In some embodiments, the software program is an MHC ligand binding prediction software program. Examples of MHC ligand binding prediction software programs include, but are not limited to, NetMHCpan 4.0, MHCflurry, SYFPEITHI, IEDB MHC-I binding predictions, RANKPEP, PREDEP, and BIMAS. In some embodiments, the software program is NetMHCpan 4.0. In some embodiments, the software program uses artificial neural networks (ANNs) to predict the likelihood of the protein sequence being an HLA ligand or the binding of the protein sequence to one or more HLA proteins. In some embodiments, the HLA is selected from HLA-A, HLA-B, HLA-C, and HLA-E. In some embodiments, the protein sequence is identified as an HLA ligand when the predicted absolute affinity to an HLA is less than or equal to 10000; 9500; 9000; 8500; 8000; 7500; 7000; 6500; 6000; 5500; 5000; 4500; 4000; 3500; 3000; 2500; 2000; 1500; 1000; 900; 800; 700; 600; or 500 nM. In some embodiments, the protein sequence is identified as an HLA ligand when the predicted absolute affinity to an HLA is less than or equal to 2000 nM. In some embodiments, the protein sequence is identified as an HLA ligand when the predicted absolute affinity to an HLA is less than or equal to 1000 nM. In some embodiments, the protein sequence is identified as an HLA ligand when the predicted absolute affinity to an HLA is less than or equal to 500 nM. In some embodiments, the protein sequence is identified as an HLA ligand when the predicted % rank for an HLA is less than or equal to 6%, 5.5%, 5%, 4.5%, 4%, 3.75%, 3.5%, 3.25%, 3%, 2.75%, 2.5%, 2.25%, 2%, 1.75%, 1.5%, 1.25%, 1%, 0.9%, 0.8%, 0.7%, 0.6%, or 0.5%. In some embodiments, the protein sequence is identified as an HLA ligand when the predicted % rank for an HLA is less than or equal to 5%. In some embodiments, the protein sequence is identified as an HLA ligand when the predicted % rank for an HLA is less than or equal to 4%. In some embodiments, the protein sequence is identified as an HLA ligand when the predicted % rank for an HLA is less than or equal to 2.5%.

In some embodiments, comparing the amino acid sequence of the epitope to the amino acid sequence of one or more HLA ligands comprises conducting a sequence alignment of the amino acid sequences.
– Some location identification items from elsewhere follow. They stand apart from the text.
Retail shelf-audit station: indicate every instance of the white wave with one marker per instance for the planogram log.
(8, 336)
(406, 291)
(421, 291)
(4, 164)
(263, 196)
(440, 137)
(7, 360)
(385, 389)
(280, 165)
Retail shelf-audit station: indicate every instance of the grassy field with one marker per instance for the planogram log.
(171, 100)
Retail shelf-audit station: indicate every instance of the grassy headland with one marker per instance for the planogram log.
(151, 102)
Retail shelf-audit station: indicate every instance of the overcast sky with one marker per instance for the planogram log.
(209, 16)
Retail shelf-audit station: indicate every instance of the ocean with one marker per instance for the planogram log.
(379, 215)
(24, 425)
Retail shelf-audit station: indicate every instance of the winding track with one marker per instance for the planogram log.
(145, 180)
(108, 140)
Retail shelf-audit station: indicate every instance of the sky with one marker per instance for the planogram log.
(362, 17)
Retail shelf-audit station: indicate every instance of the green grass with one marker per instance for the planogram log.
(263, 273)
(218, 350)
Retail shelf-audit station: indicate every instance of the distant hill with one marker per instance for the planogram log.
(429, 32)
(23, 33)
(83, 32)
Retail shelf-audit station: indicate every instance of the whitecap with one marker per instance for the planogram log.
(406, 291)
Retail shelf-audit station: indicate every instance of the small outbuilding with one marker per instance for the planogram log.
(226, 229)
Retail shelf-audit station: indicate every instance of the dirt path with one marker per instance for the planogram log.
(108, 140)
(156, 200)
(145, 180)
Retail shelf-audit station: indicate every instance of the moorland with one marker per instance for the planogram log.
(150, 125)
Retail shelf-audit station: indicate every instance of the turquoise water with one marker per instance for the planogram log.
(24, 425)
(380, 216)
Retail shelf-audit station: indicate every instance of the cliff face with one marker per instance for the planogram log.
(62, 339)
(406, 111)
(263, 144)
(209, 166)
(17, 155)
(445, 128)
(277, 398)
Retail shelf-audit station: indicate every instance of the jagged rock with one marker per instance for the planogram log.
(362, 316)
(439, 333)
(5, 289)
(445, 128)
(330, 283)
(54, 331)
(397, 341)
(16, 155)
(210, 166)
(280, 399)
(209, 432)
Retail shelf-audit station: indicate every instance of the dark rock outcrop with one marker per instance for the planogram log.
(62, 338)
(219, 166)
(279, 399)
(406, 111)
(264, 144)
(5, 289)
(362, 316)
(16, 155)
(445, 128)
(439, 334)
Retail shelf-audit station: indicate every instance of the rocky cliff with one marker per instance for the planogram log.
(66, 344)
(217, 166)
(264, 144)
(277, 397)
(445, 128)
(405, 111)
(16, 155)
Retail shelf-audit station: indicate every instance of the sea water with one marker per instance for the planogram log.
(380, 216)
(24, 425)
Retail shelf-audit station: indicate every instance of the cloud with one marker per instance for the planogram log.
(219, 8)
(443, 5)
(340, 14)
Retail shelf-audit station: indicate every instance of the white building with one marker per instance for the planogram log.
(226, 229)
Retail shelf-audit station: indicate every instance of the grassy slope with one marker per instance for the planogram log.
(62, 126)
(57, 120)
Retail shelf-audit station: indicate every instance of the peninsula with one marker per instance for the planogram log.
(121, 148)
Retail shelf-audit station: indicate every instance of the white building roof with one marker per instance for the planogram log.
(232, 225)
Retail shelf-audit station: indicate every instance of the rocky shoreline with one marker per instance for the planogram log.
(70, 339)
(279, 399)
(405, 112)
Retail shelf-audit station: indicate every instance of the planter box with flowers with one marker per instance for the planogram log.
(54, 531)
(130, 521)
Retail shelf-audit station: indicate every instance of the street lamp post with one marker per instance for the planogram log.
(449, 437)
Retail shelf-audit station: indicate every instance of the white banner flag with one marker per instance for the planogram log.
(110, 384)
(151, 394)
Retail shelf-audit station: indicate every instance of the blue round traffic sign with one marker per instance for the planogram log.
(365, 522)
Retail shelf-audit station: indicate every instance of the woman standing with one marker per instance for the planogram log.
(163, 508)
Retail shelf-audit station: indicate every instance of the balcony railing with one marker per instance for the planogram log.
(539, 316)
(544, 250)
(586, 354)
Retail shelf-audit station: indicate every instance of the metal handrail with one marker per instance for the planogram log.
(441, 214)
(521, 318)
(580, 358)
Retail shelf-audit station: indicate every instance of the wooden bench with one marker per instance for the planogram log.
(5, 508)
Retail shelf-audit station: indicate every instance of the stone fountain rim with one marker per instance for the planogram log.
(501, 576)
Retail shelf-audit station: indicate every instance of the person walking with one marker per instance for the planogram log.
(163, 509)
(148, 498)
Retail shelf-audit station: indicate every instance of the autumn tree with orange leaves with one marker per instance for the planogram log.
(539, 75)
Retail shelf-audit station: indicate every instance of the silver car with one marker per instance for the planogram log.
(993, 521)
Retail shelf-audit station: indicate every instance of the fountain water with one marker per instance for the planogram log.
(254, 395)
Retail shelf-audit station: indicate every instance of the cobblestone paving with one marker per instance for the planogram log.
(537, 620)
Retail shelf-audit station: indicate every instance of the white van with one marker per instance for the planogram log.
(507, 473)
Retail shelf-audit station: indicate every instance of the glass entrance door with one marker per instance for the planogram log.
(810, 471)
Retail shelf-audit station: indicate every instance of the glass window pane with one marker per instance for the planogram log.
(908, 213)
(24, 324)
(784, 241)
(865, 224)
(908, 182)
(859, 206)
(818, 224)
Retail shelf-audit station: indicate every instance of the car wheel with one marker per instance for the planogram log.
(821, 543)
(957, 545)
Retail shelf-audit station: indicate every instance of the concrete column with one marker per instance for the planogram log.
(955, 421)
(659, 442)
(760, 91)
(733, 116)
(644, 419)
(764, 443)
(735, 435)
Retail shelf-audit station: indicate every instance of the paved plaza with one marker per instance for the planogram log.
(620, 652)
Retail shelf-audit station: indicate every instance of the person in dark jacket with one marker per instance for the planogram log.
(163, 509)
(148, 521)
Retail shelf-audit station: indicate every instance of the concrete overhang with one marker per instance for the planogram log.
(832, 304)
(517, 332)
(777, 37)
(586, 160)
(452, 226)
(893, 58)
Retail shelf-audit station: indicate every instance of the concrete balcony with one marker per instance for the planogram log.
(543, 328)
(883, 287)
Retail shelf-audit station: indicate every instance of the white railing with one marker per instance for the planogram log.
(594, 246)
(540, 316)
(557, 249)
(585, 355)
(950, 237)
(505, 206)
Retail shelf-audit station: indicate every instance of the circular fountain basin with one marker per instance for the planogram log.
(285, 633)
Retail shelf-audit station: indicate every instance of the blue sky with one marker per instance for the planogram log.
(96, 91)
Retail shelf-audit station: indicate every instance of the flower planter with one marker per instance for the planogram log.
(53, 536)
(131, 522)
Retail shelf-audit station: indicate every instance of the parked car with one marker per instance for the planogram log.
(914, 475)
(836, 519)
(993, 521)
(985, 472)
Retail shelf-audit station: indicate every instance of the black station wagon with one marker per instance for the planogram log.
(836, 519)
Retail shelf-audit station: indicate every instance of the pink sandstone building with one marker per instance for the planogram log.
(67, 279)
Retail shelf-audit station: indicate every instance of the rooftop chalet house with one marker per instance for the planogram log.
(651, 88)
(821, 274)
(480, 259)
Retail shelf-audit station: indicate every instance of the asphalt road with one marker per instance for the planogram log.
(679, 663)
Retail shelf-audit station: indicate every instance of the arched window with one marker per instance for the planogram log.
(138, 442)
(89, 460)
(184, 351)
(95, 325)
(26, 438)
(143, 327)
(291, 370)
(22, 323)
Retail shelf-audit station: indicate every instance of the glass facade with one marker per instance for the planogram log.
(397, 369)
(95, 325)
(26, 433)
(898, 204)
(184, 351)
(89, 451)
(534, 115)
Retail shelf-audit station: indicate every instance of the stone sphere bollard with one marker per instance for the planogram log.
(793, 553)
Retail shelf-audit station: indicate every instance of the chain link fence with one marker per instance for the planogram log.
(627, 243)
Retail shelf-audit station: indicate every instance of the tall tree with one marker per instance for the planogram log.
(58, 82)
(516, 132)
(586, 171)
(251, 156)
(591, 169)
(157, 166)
In some embodiments, identifying an HLA-LM further comprises determining a match score for a T cell receptor (TCR) recognition area that is located within the aligned sequence between the epitope and the HLA ligand. The TCR recognition area may comprise a region of at least 1, 2, 3, 4, 5, 6, 7, 8, 9, or 10 amino acids. The TCR recognition area may comprise a region of 4 amino acids. The TCR recognition area may comprise a region of 5 amino acids. The TCR recognition area may comprise a region of 6 amino acids. The TCR recognition area may comprise a region of 7 amino acids. The TCR recognition area may comprise a region of 8 amino acids. In some embodiments, the TCR recognition area comprises consecutive amino acid residues within the epitope. In some embodiments, the TCR recognition area comprises non-consecutive amino acid residues within the epitope. In some embodiments, the TCR recognition area comprises consecutive amino acid residues within the HLA ligand. In some embodiments, the TCR recognition area comprises non-consecutive amino acid residues within the HLA ligand.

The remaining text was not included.